The hierarchy also exhibits the characteristic miss penalty asymmetry of hardware caches. A T1 miss (memory not in MEMORY.md) is cheap – the agent can grep the memory directory. A T5 miss (knowledge not shared with the team) is expensive – someone else must discover it independently. The system is designed so that each tier’s background processes progressively push knowledge outward, reducing the probability and cost of misses at outer levels.


Summary

Claude Code’s memory hierarchy is a case study in applying classical systems design to LLM agents. The five tiers – project memory, session memory, end-of-turn extraction, dream consolidation, and team sync – form a coherent system where each level trades scope for persistence, mirroring the cache hierarchies that have organized computer memory for decades. The safety model is equally deliberate: restricted tool permissions, path validation, secret scanning, and size caps ensure that background memory writers cannot escape their sandbox. Together with the compaction system (Post 04) and prompt assembly pipeline (Post 03), the memory hierarchy completes the context engineering story – managing not just what the model sees in this conversation, but what it remembers across all conversations.


Appendix: MagicDocs — Automatic Documentation Maintenance

MagicDocs is an internal-only (USER_TYPE === 'ant') background agent that automatically keeps markdown files up-to-date with information from conversations. It is a specialized memory writer that targets documentation rather than the MEMORY.md system.

Detection and Trigger

When FileReadTool reads a file, MagicDocs checks for a header pattern: # MAGIC DOC: <title>. If detected, the file is registered for tracking. An optional italicized line immediately below the header provides custom instructions for the update agent.

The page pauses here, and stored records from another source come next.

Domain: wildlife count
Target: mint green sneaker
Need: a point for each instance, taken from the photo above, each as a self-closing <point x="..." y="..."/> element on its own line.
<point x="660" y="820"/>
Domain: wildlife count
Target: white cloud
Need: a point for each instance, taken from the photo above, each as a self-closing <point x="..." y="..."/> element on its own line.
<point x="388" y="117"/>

Updates are triggered via a post-sampling hook — they run after the model produces output, never during active conversation. Updates only fire when the conversation is idle (no pending tool calls in the last assistant turn) and the query originates from the main REPL thread (not subagents).

Update Process

For each tracked document, MagicDocs:

  1. Clones the FileStateCache to isolate its reads from the main session
  2. Re-reads the document to verify the header still exists (removes tracking if not)
  3. Builds an update prompt using a template (overridable at ~/.claude/magic-docs/prompt.md)
  4. Runs a forked Sonnet subagent with access to only FileEditTool, restricted to editing only the target file

The update prompt enforces a current-state documentation philosophy: update information in-place, remove outdated content rather than appending “Previously…” notes, fix typos and formatting, and never reference “documentation updates” or “magic docs” in the output. A sequential() wrapper prevents race conditions when multiple magic docs exist.

Source files: src/services/MagicDocs/magicDocs.ts (detection, tracking, update lifecycle), src/services/MagicDocs/prompts.ts (update prompt template with {variable} substitution).